Last Friday I walked into the pottery studio and this was on the worktable next to another potter’s workspace. It was face down, open on the table, and I could see that she was about 2/3 of the way through the book. I could see that she borrowed it or bought it used. I could see that she was likely to enjoy many of the same books I do. All this before I even knew her name.

Because that book was there, displaying its cover, we talked for a long time about our faves. That book and its cover made many more book sales beyond its own title, author and publisher.

Alternatively, another lady was reading a kindle and eating by herself at a table next to where we were playing Munchkin this weekend. I have no idea what she was reading. No cover, no discussion, no new book sales, no new friendships made.

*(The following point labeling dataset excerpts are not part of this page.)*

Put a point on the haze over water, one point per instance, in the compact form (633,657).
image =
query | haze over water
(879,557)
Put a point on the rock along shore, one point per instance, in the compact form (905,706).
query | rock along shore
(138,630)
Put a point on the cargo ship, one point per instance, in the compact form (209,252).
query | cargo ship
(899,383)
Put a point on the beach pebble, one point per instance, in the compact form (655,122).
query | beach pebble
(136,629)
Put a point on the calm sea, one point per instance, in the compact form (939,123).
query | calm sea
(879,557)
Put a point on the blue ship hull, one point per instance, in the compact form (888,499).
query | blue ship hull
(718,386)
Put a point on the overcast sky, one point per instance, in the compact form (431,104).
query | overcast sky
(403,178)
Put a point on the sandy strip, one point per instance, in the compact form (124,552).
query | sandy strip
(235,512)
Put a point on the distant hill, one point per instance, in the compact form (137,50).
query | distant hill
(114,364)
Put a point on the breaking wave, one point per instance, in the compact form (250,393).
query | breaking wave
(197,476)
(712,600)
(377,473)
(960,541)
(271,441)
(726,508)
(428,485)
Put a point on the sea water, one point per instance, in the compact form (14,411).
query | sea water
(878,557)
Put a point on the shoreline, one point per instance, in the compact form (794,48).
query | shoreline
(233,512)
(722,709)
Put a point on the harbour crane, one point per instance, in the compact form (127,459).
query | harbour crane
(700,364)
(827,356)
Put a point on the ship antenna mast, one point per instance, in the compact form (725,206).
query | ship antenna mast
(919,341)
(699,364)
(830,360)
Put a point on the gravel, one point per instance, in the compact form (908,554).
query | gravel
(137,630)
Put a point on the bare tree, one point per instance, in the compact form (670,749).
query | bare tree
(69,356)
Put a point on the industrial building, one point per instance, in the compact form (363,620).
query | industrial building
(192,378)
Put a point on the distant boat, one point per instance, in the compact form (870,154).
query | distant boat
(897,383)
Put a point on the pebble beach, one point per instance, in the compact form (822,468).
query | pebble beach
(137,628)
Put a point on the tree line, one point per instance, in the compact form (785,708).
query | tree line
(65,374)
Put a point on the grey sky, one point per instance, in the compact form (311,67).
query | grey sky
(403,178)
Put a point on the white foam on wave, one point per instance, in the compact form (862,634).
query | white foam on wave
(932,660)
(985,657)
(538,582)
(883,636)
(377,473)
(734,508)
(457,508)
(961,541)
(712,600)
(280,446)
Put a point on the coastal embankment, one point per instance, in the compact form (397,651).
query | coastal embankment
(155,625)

A table of five SF/F avid readers and participants in NaNoWriMo had no reason to interrupt her lunch.

Here’s what Margaret the Potter Gal and I discussed:

Abarat, Clive Barker

Julie Czerneda

Garth Nix, Sabriel series plus other series not Sabriel.

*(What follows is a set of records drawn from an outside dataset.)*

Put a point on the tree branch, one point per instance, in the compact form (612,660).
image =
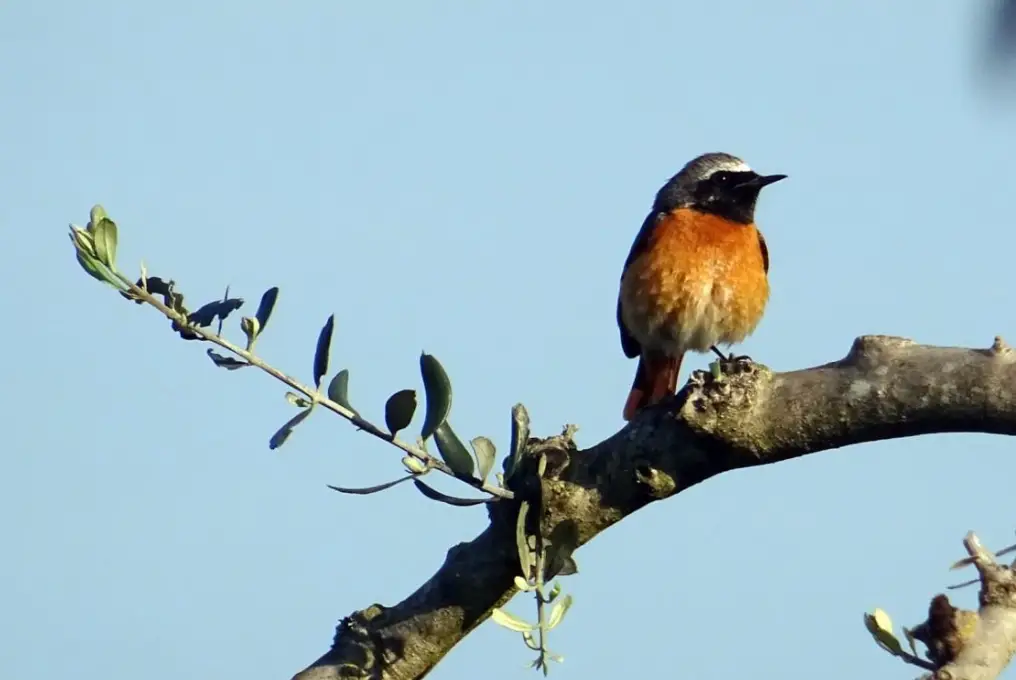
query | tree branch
(886,387)
(972,645)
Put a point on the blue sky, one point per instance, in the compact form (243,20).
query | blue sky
(466,179)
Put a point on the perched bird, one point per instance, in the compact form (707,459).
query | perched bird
(696,275)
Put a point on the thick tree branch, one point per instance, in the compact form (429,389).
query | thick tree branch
(886,387)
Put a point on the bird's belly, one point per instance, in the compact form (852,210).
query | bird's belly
(675,310)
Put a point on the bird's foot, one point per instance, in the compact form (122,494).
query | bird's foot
(731,361)
(728,364)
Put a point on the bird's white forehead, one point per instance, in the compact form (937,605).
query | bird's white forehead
(728,165)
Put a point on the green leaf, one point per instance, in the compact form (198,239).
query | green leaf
(91,266)
(525,558)
(453,450)
(414,465)
(559,611)
(96,215)
(562,543)
(82,241)
(486,453)
(519,438)
(434,494)
(298,399)
(321,353)
(105,236)
(437,387)
(398,410)
(510,621)
(283,433)
(249,324)
(338,390)
(206,314)
(880,626)
(369,490)
(229,363)
(265,306)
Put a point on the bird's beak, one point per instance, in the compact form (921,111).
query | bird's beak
(766,180)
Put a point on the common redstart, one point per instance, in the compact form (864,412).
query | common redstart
(697,274)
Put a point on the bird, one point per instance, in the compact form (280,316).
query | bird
(696,275)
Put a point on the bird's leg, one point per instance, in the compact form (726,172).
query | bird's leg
(726,361)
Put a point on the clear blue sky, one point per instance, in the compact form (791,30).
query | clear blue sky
(466,178)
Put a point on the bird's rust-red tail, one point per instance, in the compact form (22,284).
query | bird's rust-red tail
(655,378)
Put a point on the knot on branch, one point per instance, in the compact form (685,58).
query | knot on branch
(727,392)
(360,646)
(869,351)
(946,631)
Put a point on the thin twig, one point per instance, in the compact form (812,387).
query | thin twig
(314,394)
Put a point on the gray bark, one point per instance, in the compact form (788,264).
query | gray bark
(886,387)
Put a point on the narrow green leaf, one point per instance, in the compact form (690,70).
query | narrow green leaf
(82,240)
(525,559)
(283,432)
(486,454)
(437,387)
(414,465)
(510,621)
(249,324)
(265,306)
(338,389)
(229,363)
(206,314)
(559,611)
(453,450)
(519,438)
(434,494)
(321,353)
(561,544)
(398,410)
(91,266)
(880,626)
(105,236)
(369,490)
(96,215)
(298,399)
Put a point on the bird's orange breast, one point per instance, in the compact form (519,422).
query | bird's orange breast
(700,281)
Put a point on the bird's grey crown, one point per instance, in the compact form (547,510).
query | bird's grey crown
(680,189)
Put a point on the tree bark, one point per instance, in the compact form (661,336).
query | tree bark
(886,387)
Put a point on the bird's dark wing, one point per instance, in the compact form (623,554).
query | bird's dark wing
(628,343)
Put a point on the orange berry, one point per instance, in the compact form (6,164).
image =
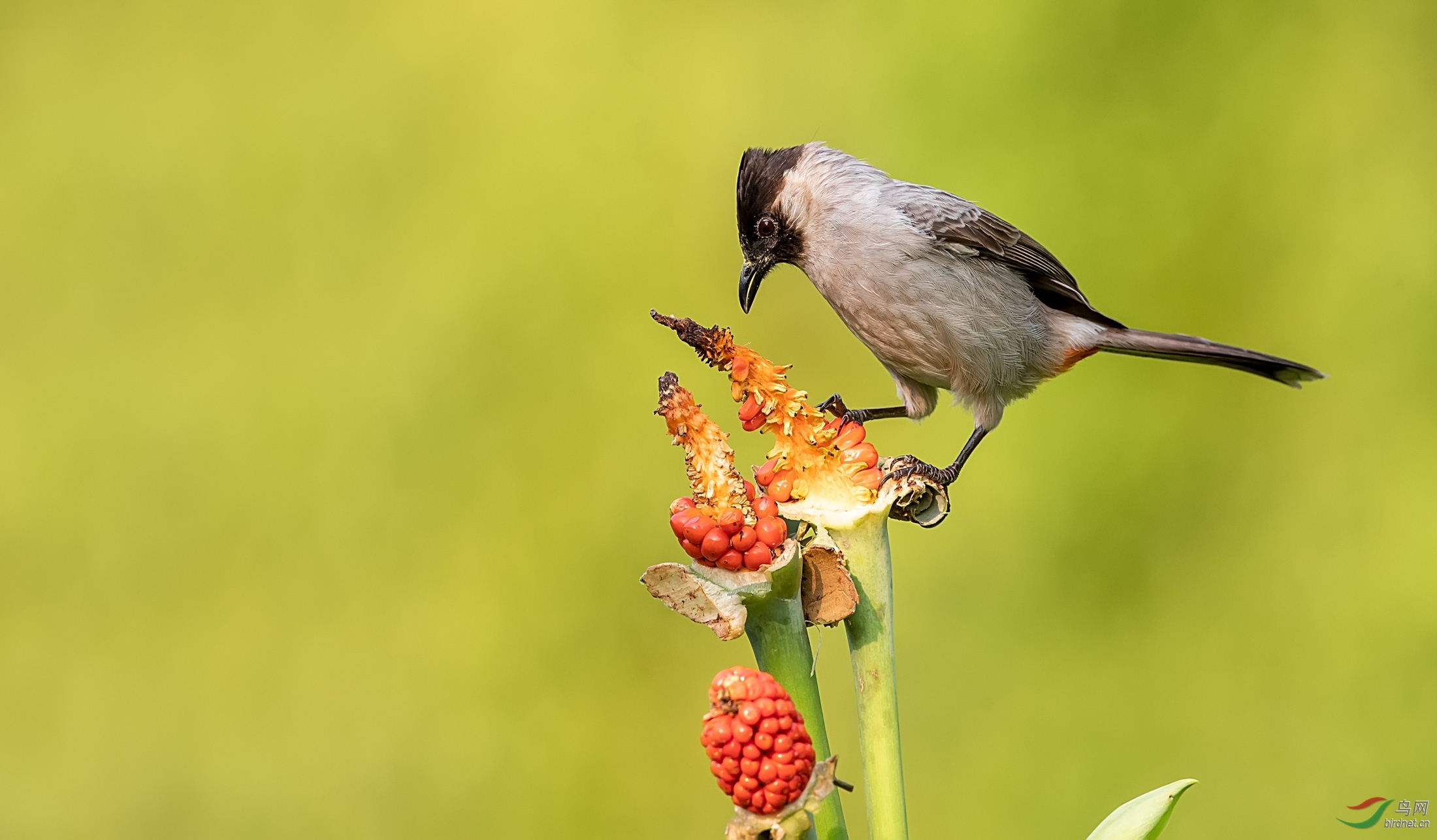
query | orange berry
(730,522)
(698,527)
(870,479)
(715,545)
(732,560)
(861,453)
(851,436)
(782,486)
(772,532)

Alan Dean Foster, Pip and Flinx, plus the one about the dog

So You Want to Be a Wizard, Diane Duane

Wandering Star graphic novel, Terri S. Wood

Steven Brust, Jhereg series

Who Fears Death, Nnedi Okorafor

Leviathan Wakes, James S. A. Corey

Thraxas series by Martin Scott

Dresden Files by Jim Butcher

Sookie Stackhouse series by Charlaine Harris

Tanya Huff’s Valor series and Blood Price series

Because Kristen Britain’s Green Rider was face down open on a table, I went out and purchased Alan Dean Foster’s The Light Years Beneath My Feet and Clive Barker’s Abarat. This conversation and these purchases likely never would have happened if Margaret were reading on an e-book device.

If publishers let cover art die, they’re killing the industry.